Legal aspects of screen scraping

Is it fair use to extract images and their captions from an online newspaper and republish it? Some considerations that come into play:

  • the right to quote is often used to justify screenscraping. But am I quoting the newspaper… or republishing a full work (cartoon and caption) in its own right?
    And am I “republishing” the images (which are ZaZa-copyrighted), if all I do is link to the cartoon images in their original location, without copying or modifying them – see my second bullet?
    And is “quoting systematically” still considered quoting – or is it “data theft” – see also 3d bullet?
  • the nature of linking with respect to copyright. Deep linking is never considered a violation of copyright by the web community, whereas inline linking or “hot” linking is met with outcry. The distinction is… rather blurry, since it depends on the browser you’re using.
    • Modern browsers will show the Feedburner feed with images, but if you omit just one line from the feed (the link to the Feedburner stylesheet – it can be switched off in the Feedburner settings as well BTW), the feed looks like this. The result in an rss reader (which is just another way of browsing the web) will still be the same regardless the stylesheet – with images.
    • And what about this Greasemonkey userscript, that tells Firefox to show linked images on the linking page itself? (Try it on these del.icio.us links to gif files)
    • As a sidenote: one can ask yourself whether this “historical” aversion of hotlinking still is relevant in times of abundance of bandwidth – it strikes me that the web tends to be a lot more tolerant towards the more recent phenomenon of remotely playable mp3 files – see for example how del.icio.us and Bloglines let you listen at their sites to mp3’s they don’t host themselves.
  • the legal protection of databases. Screenscraping relies on recurring patterns in html output, with content that is pulled from a database. Screenscraping and publishing hyperlinks (with titles and summary) boils down to reproducing (part of) a database, which is an infringement, even if every single hyperlink-with-quote could be considered fair use.
    • If Belgian newspapers were to take Google to court because of news.google.be (see this story on the conflict), this law would be probably their main argument. The similar kranten.com case in the year 2000 however, was lost by the newspapers. If you find its argumentation an interesting read, you might also be interested in this (Dutch language) article on deep linking and related legal issues.
    • And yet another intriguing idea: what if a link collection is not published by one individual, but a collaborative effort? As an example: Nivi suggested using del.icio.us to create a Ricky Gervais video podcast by letting individuals save the video file locations with a specific tag (that was before there was an official video podcast on RickyGervais.com)**.
      If many different people use that same tag for many different urls, who is responsible for the resulting link collection aka podcast? Neither one of the individual users nor the platform (del.icio.us) it seems to me… Spamming the system would be an easy countermeasure however :-).

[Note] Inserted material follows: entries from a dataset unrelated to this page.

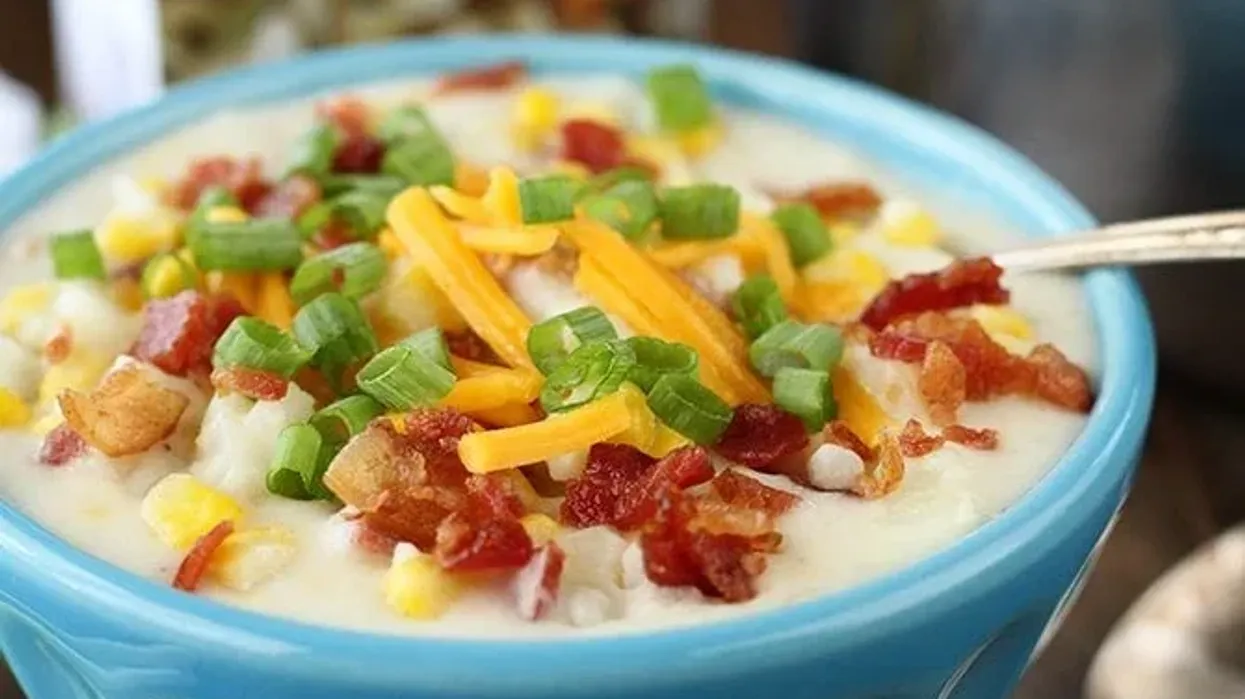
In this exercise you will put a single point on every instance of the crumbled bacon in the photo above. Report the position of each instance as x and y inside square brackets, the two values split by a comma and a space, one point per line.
[61, 445]
[488, 77]
[598, 146]
[761, 436]
[963, 283]
[196, 563]
[537, 584]
[250, 383]
[179, 333]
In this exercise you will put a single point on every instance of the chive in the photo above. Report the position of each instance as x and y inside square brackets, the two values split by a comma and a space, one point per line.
[314, 151]
[794, 344]
[655, 358]
[591, 371]
[402, 378]
[248, 246]
[548, 199]
[553, 340]
[628, 207]
[355, 271]
[699, 212]
[75, 256]
[806, 394]
[690, 409]
[758, 305]
[679, 97]
[807, 236]
[252, 343]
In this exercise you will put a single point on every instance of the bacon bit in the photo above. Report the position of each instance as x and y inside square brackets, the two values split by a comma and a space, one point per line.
[737, 490]
[488, 77]
[243, 178]
[289, 197]
[963, 283]
[761, 436]
[943, 383]
[197, 560]
[537, 584]
[59, 347]
[179, 333]
[61, 445]
[126, 414]
[598, 146]
[980, 439]
[250, 383]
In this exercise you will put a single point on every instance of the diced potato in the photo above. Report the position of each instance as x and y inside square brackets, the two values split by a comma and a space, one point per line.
[181, 508]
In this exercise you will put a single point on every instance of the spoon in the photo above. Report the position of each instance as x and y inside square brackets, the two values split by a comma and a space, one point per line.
[1182, 238]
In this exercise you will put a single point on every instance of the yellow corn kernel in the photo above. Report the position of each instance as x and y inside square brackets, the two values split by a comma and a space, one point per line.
[535, 115]
[542, 528]
[181, 508]
[249, 557]
[14, 413]
[416, 587]
[21, 303]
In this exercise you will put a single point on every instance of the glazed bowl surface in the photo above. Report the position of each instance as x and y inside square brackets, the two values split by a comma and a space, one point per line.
[961, 623]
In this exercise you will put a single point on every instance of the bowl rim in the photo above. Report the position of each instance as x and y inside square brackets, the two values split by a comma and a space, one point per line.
[1093, 470]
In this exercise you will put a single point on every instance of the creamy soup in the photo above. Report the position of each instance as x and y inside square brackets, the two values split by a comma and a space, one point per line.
[324, 550]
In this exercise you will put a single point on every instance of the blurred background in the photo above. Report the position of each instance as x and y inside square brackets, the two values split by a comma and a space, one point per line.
[1134, 105]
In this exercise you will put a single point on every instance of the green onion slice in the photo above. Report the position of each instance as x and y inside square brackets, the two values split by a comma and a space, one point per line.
[690, 409]
[700, 212]
[807, 236]
[758, 305]
[655, 358]
[806, 394]
[553, 340]
[794, 344]
[679, 97]
[549, 198]
[594, 370]
[402, 378]
[75, 256]
[252, 343]
[355, 271]
[248, 246]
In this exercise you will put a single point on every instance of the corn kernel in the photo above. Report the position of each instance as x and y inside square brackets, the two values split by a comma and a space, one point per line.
[416, 587]
[181, 508]
[542, 528]
[249, 557]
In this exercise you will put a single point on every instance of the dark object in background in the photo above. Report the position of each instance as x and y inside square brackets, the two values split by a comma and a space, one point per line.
[1134, 105]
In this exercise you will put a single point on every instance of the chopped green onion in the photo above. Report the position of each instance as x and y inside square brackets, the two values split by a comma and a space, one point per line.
[548, 199]
[690, 409]
[421, 161]
[335, 330]
[550, 342]
[355, 271]
[806, 394]
[75, 256]
[314, 151]
[248, 246]
[679, 97]
[758, 305]
[700, 211]
[252, 343]
[591, 371]
[402, 378]
[628, 207]
[656, 358]
[794, 344]
[807, 236]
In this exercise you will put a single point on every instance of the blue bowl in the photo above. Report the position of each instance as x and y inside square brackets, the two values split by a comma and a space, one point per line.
[961, 623]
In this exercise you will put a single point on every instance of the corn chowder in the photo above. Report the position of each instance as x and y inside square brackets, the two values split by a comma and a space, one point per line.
[493, 355]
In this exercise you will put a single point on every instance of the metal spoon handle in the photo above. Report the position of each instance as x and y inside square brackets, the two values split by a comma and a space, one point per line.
[1185, 238]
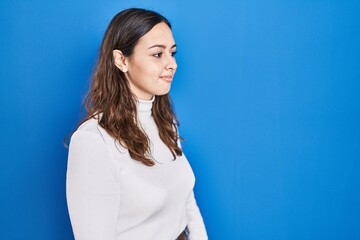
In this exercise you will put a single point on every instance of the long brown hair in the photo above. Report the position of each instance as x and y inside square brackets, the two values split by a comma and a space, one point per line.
[111, 96]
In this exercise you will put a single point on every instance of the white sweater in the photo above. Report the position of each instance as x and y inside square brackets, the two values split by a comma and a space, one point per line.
[113, 197]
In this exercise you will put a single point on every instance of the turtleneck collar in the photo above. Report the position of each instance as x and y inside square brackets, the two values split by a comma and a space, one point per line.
[144, 109]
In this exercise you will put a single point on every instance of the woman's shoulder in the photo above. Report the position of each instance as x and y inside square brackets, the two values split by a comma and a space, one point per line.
[91, 129]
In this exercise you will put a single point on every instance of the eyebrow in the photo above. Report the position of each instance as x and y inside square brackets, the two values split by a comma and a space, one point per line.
[161, 46]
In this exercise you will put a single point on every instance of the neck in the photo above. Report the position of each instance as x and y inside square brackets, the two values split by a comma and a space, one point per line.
[144, 109]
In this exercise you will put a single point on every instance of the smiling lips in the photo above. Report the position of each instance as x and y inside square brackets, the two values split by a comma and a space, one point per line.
[167, 78]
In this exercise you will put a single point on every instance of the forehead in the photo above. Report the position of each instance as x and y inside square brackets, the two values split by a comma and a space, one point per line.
[159, 34]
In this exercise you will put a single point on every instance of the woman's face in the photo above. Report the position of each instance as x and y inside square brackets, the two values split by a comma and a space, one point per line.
[151, 67]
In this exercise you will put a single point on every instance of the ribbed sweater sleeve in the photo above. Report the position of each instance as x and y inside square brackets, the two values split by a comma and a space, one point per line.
[196, 224]
[92, 187]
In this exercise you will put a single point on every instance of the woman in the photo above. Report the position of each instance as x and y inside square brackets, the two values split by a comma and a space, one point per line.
[127, 177]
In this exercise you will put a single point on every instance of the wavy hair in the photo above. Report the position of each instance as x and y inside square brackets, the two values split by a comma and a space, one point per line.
[110, 94]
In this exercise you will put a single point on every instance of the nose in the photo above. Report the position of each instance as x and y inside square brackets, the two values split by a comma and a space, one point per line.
[171, 63]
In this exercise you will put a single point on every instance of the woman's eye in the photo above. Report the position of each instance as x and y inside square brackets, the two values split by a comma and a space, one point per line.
[157, 55]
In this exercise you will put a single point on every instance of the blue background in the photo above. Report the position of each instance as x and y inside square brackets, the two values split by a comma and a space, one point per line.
[267, 93]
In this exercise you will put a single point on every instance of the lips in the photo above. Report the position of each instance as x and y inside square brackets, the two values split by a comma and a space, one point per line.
[167, 78]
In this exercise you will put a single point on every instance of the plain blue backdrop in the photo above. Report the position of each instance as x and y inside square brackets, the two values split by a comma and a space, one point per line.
[267, 93]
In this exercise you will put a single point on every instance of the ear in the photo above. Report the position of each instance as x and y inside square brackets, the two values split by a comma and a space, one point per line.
[120, 60]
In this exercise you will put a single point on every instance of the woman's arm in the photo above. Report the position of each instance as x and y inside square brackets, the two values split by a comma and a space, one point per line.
[196, 224]
[92, 188]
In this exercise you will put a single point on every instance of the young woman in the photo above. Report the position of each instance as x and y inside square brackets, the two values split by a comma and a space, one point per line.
[127, 177]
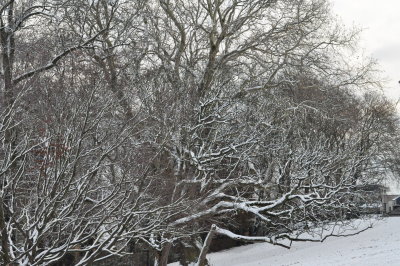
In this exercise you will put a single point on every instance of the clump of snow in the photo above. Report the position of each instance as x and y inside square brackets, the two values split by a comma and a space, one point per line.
[374, 247]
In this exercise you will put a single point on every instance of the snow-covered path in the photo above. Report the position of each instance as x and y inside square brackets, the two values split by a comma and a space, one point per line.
[377, 246]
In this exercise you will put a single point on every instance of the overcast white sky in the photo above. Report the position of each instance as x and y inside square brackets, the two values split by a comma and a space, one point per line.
[381, 36]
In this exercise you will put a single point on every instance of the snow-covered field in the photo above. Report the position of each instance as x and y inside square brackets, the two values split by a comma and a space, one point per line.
[377, 246]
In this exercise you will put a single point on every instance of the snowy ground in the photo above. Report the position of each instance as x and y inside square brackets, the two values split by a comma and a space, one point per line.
[377, 246]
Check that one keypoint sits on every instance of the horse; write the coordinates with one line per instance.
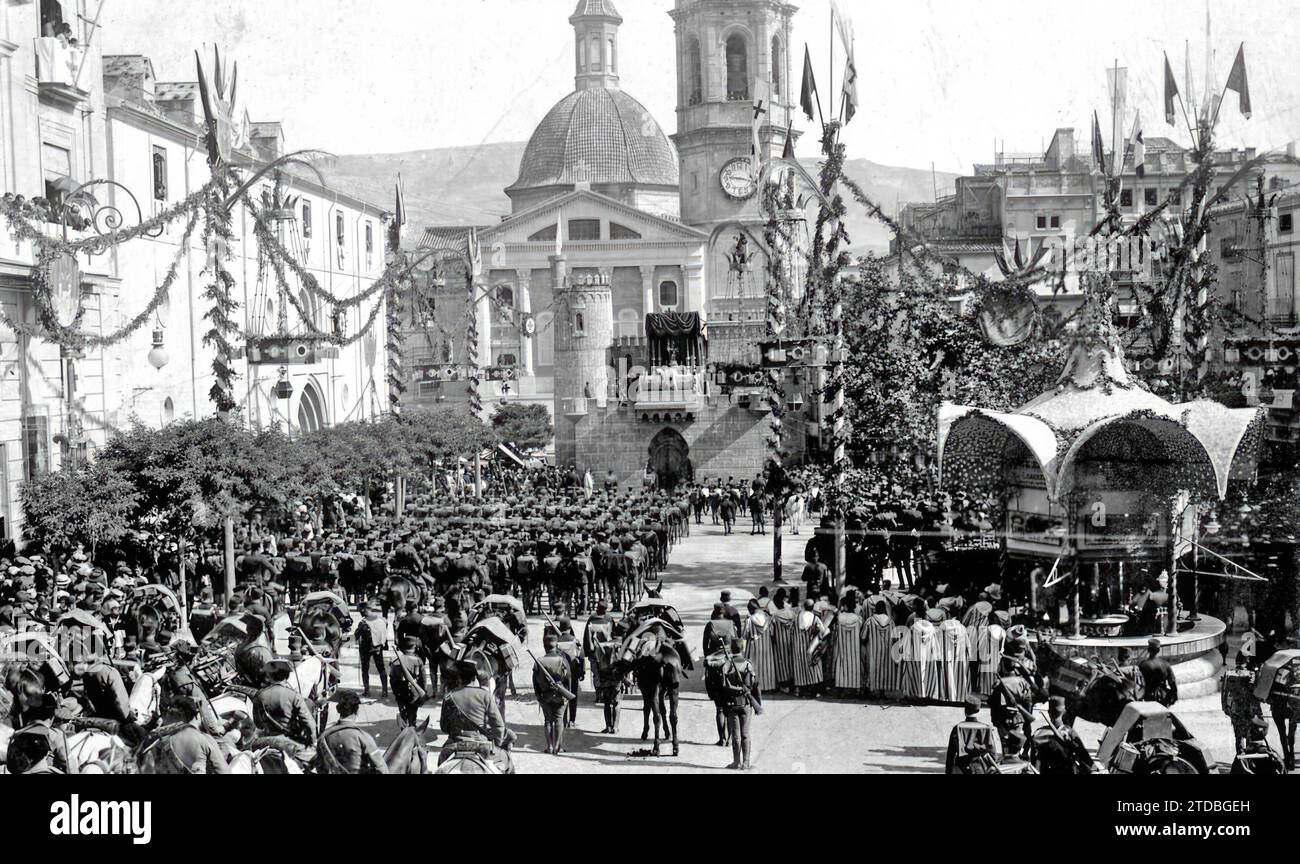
(407, 754)
(655, 667)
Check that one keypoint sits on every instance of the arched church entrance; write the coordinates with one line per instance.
(670, 459)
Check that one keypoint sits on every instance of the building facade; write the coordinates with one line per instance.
(610, 292)
(70, 117)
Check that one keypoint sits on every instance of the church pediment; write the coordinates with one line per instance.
(619, 222)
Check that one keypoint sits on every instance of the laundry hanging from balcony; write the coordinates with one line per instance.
(676, 337)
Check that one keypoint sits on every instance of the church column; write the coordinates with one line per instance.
(524, 279)
(646, 291)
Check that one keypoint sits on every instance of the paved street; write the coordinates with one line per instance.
(792, 736)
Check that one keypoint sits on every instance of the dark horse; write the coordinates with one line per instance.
(655, 667)
(1093, 690)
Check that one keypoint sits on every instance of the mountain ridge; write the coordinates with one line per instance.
(466, 186)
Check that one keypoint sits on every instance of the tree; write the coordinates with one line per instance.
(87, 506)
(524, 425)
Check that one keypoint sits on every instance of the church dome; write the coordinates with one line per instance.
(602, 137)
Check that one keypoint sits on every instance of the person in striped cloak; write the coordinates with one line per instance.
(988, 643)
(783, 641)
(918, 661)
(884, 672)
(809, 629)
(759, 646)
(954, 661)
(846, 650)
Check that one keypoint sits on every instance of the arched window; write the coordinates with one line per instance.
(737, 68)
(545, 339)
(694, 73)
(668, 295)
(778, 65)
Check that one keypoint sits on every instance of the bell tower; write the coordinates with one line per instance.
(728, 52)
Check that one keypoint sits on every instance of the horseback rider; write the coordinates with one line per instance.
(472, 721)
(278, 710)
(345, 747)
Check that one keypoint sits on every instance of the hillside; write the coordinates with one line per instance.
(466, 185)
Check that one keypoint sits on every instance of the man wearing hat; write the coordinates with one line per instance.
(278, 710)
(1056, 749)
(472, 721)
(971, 741)
(1157, 676)
(345, 747)
(407, 677)
(598, 643)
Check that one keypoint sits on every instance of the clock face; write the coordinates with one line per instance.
(737, 178)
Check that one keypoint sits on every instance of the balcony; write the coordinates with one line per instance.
(59, 66)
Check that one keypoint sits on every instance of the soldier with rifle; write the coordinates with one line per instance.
(741, 702)
(554, 685)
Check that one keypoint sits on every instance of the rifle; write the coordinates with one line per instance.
(564, 691)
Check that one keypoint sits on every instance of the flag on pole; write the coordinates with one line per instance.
(1138, 144)
(1236, 81)
(1170, 91)
(1099, 147)
(850, 88)
(762, 108)
(807, 92)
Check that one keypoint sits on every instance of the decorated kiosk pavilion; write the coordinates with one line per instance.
(1105, 485)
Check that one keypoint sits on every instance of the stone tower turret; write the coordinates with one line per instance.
(584, 330)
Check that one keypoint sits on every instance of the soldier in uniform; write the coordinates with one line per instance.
(744, 700)
(554, 685)
(189, 750)
(598, 643)
(472, 721)
(407, 678)
(970, 742)
(1157, 676)
(1056, 747)
(278, 710)
(345, 747)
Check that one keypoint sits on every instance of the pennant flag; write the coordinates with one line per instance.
(762, 109)
(1138, 144)
(850, 90)
(1099, 147)
(809, 90)
(1236, 81)
(1170, 91)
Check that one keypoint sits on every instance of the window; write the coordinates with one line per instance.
(35, 448)
(737, 68)
(694, 73)
(668, 294)
(57, 165)
(778, 65)
(159, 174)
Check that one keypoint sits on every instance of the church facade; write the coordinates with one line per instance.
(610, 294)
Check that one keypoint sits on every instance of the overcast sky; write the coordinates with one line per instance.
(941, 79)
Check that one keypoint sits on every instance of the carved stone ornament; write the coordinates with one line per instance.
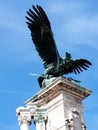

So, what do you think? Do you know of any other court cases where sentence was passed? Leave a comment or trackback…

** Technically, it wouldn’t work as things stand now however, because del.icio.us doesn’t create enclosures for video or images – yet – as it does for mp3 files. Compare the .mov feed with the .mp3 feed. Letting the feed pass through Feedburner seems to be a remedy for .mov, but not for images, see my improvised Del.icio.us .mov vodcast as an illustration.

3 Responses to “Legal aspects of screen scraping”

  1. Zaza Cartoons RSS feed (screenscraped from www.standaard.be) Says:

    […] Notes, links and conversation « Digg Citation Search bookmarklet Legal aspects of screen scraping » […]

  2. Belgian court ruling on Google News both confusing and a dangerous precedent Says:

    […] These points are combined with arguments that traditionally have been used against news aggregators and deeplinking (so far unsuccesfully, see the Kranten.com case as discussed in a previous posting): the news aggregator disintermediates news publishers by making people skip the home page, reducing the stickyness of the news site, etc… […]

  3. Anonymous Says:

    It’s interesting point of view.
    So, what about when you scrap a public web site … so .. the information is public … are there rights over this information ?